Hepatic DNA methylation modifications in early development of rats resulting from perinatal BPA exposure contribute to insulin resistance in adulthood

Abstract

Perinatal exposure to bisphenol A (BPA), a widely distributed environmental endocrine disruptor, is associated with insulin resistance and diabetes in offspring. The underlying molecular mechanisms could involve epigenetics, as adverse effects induced by environmental exposure in early life are suggested through DNA methylation. In this study we sought to elucidate the relationship between perinatal BPA exposure and alteration of hepatic DNA methylation. Pregnant Wistar rats were administered BPA (50 μg/kg/day) or corn oil by oral gavage throughout gestation and lactation. Variables associated with insulin resistance and hepatic DNA methylation were examined at postnatal week 3 and week 21 in male offspring.
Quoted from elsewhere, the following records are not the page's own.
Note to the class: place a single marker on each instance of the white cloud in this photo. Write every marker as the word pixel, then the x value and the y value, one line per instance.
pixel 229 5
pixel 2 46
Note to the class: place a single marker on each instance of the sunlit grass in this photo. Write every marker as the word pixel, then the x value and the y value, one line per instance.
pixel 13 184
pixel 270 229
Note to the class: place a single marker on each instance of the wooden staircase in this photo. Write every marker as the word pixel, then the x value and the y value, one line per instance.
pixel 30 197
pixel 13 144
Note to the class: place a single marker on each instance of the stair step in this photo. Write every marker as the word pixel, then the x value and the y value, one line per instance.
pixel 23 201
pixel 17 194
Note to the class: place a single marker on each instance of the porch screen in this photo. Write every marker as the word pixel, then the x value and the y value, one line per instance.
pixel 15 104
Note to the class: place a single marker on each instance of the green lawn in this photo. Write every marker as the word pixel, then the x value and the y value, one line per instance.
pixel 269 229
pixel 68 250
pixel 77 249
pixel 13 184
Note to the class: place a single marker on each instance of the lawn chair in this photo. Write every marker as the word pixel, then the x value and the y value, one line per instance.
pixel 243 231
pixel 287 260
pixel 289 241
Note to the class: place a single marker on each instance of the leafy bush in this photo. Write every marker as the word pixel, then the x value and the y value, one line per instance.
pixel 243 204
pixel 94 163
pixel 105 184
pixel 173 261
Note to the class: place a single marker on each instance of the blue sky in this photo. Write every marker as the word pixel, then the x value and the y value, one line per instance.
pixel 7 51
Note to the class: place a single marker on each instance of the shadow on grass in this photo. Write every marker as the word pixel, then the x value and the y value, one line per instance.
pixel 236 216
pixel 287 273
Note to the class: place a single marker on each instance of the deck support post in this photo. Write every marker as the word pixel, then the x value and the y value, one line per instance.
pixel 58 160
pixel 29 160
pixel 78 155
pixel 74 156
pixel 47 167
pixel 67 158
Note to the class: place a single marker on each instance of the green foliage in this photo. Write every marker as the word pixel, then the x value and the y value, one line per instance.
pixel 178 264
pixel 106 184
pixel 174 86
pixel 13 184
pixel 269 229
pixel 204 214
In BPA-treated offspring, serum insulin and HOMA-insulin resistance were increased, and the insulin sensitivity index and hepatic glycogen storage were decreased compared with controls at week 21. At week 3, none of these variables were significantly changed. However, hepatic global DNA methylation was decreased, accompanied by overexpression of DNA methyltransferase 3B mRNA at week 3. Meanwhile, perinatal exposure to BPA induced promoter hypermethylation and a reduction in gene expression of hepatic glucokinase. Moreover, increased promoter hypermethylation of Gck became more pronounced in BPA-treated offspring at week 21. Abnormal DNA methylation in hepatic tissue precedes development of insulin resistance induced by perinatal BPA exposure. These findings support the potential role of epigenetics in fetal reprogramming by BPA-induced metabolic disorders.